With that in mind, I have some unsolicited advice for Mayor-elect Kenney, whom I’ve known at least since 1988. I know we go back that far because I still remember him chewing me out early that year about a political story I’d written.
Congratulations, I guess. I know you have a healthy respect for the task that awaits, since you’ve watched three mayors wrestle with the challenges of the office up close. Maybe you know everything I have to tell you, but I’m going to tell you anyway:
1. Find people who get things done. You have to fill a few dozen top jobs in the next few weeks, and nothing is more important than those decisions. You want people with ideas, sure. But just as important, you want executives with a proven ability to plow through the obstacles that arise constantly in government – tight budgets, procurement rules, union contracts, civil service procedures, political fights and bureaucratic inertia. In making these hires, value the word of people you trust over great resumes from distant places.
2. Let people do their jobs. It’s scary to delegate things that can sink you, but the government is too big for you to run. Mayors that don’t share information and power find that stuff stops moving. Initiatives stall while managers wait for approval or direction, leading to missed opportunities and a demoralized staff.
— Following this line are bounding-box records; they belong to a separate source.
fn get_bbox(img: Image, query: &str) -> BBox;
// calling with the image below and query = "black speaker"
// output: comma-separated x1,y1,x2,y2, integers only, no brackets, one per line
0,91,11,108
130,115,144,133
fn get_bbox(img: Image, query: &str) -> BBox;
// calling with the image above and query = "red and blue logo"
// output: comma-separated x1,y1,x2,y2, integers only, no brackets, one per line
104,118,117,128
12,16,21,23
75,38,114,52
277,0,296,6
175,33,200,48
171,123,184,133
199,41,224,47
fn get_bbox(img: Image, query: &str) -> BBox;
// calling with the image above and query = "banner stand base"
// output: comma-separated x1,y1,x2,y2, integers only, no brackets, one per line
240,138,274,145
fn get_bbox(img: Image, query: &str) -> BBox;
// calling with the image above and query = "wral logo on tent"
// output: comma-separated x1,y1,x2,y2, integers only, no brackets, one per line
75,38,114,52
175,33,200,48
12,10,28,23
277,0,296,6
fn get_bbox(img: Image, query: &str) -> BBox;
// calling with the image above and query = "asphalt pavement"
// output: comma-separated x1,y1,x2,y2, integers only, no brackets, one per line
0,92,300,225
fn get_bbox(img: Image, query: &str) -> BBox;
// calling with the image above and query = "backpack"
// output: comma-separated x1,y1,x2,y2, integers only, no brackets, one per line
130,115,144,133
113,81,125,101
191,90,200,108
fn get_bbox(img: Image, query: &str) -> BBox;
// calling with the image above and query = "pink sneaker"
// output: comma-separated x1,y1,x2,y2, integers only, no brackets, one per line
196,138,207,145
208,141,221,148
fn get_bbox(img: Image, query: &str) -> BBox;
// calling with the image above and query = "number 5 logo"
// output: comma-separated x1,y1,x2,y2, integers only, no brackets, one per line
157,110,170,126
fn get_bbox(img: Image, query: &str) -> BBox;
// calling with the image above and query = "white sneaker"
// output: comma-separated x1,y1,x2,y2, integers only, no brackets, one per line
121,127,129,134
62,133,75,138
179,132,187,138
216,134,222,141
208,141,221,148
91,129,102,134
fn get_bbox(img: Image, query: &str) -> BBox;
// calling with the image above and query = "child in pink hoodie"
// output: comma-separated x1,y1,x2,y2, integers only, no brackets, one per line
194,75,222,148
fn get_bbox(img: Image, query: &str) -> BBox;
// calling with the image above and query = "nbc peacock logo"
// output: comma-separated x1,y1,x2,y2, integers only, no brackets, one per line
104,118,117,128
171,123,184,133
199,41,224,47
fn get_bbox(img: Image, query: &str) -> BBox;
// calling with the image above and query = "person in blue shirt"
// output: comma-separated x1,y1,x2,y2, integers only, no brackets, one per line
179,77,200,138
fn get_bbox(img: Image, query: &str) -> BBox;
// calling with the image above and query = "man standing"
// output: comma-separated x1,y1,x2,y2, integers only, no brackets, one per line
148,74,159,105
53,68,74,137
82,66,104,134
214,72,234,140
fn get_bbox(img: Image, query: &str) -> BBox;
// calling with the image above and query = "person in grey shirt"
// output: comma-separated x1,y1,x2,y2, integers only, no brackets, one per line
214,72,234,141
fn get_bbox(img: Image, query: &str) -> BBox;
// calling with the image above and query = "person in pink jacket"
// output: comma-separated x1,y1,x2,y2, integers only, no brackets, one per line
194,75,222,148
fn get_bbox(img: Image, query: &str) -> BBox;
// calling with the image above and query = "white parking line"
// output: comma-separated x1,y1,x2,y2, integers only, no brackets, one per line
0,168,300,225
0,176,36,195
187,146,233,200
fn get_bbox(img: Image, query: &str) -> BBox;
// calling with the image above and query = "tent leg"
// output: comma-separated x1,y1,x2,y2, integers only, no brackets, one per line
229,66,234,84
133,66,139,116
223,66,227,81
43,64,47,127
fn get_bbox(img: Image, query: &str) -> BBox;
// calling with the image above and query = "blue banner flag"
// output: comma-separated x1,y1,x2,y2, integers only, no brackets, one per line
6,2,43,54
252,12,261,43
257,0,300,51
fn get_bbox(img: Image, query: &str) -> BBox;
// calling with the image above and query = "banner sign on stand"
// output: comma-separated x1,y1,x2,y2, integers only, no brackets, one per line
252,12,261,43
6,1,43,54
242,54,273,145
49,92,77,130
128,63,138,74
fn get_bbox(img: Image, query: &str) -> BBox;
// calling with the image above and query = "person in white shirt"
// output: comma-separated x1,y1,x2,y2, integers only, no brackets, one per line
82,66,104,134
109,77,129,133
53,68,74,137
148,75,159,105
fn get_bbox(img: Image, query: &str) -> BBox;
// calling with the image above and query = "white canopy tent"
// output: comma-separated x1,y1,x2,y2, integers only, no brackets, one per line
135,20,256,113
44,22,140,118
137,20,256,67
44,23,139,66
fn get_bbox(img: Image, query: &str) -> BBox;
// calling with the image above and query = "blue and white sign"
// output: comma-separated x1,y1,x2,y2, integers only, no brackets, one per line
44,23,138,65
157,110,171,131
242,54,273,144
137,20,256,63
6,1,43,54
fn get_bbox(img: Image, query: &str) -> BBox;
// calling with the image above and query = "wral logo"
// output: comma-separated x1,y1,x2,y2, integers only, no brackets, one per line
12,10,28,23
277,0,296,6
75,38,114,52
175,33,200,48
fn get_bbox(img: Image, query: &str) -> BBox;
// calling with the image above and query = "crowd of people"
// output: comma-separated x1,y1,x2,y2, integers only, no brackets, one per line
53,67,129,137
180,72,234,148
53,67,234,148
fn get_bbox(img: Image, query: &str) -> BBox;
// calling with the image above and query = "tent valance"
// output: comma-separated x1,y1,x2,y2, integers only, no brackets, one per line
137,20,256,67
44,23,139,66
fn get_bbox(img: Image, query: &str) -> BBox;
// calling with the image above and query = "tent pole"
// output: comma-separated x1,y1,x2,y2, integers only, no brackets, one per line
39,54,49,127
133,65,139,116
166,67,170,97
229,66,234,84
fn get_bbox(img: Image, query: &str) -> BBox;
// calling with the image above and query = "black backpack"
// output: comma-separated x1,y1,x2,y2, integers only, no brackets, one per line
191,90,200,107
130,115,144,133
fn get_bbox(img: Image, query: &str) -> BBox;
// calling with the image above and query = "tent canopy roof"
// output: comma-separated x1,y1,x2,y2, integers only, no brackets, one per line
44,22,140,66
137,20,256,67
3. Hold your managers accountable. This may be the hardest part. You need to build a system that gives you real information about what departments are doing and not doing, not some process that requires them to deliver a quarterly power point presentation. I’ve seen this done well, but it requires great people at the operational center of the government, wherever you chose to locate it.
4. Build in long-term thinking. You already know from the past six months that hundreds of people want a piece of your attention every week. Once you’re in office, the demands will only grow on you and your staff. It’s easy for the government to do nothing but react to all the crap coming its way. So create a unit of smart people whose job is not to deal with the crisis of the month, but to think a year or more down the road, to think strategically about what needs to happen, and build approaches to getting those things moving. Once these people are in place, you have to pay attention to them.
5. Mind the politics. Mind the politics. Mind the politics. You know that if you fail at this, all is lost. Great ideas aren’t enough. You have to deal with other political players as they are and consider the interests they represent. Part of this you learned from a master, former state Senator Vince Fumo – you never stop raising money, and you use it to reward friends, build alliances, and create levers of power. And there’s the part you learned from Ed Rendell, to constantly share credit and feed egos. His care and feeding of City Council relationships was critical to his success. At the same time, you can’t be a pushover. Accommodate when you have to, but make it clear there’s a line you won’t cross, and consequences when your trust is betrayed.
6. Build in some stress relief. Some politicians think they thrive on round-the-clock work, then end up throwing chairs in their offices. You’ve always spoken your mind to a fault, and if you grind yourself to exhaustion you’re liable to blurt something nobody but we jackals of the media want to hear. Work out at the gym, watch a ballgame with a glass of wine, spend an hour reading poetry, whatever. Take care of yourself.
7. Be our leader. The stuff above is about making the government work. But you also have to raise our spirits, comfort us in tragedy, and inspire us to greater things. People like you, in part because you lack pretense. Whether you’re chuckling or cranky, you’re a real guy. Now, when the occasion demands, you’ll have to inhabit a larger space, be the Everyman who moves us. You can do it, if you’re true to yourself.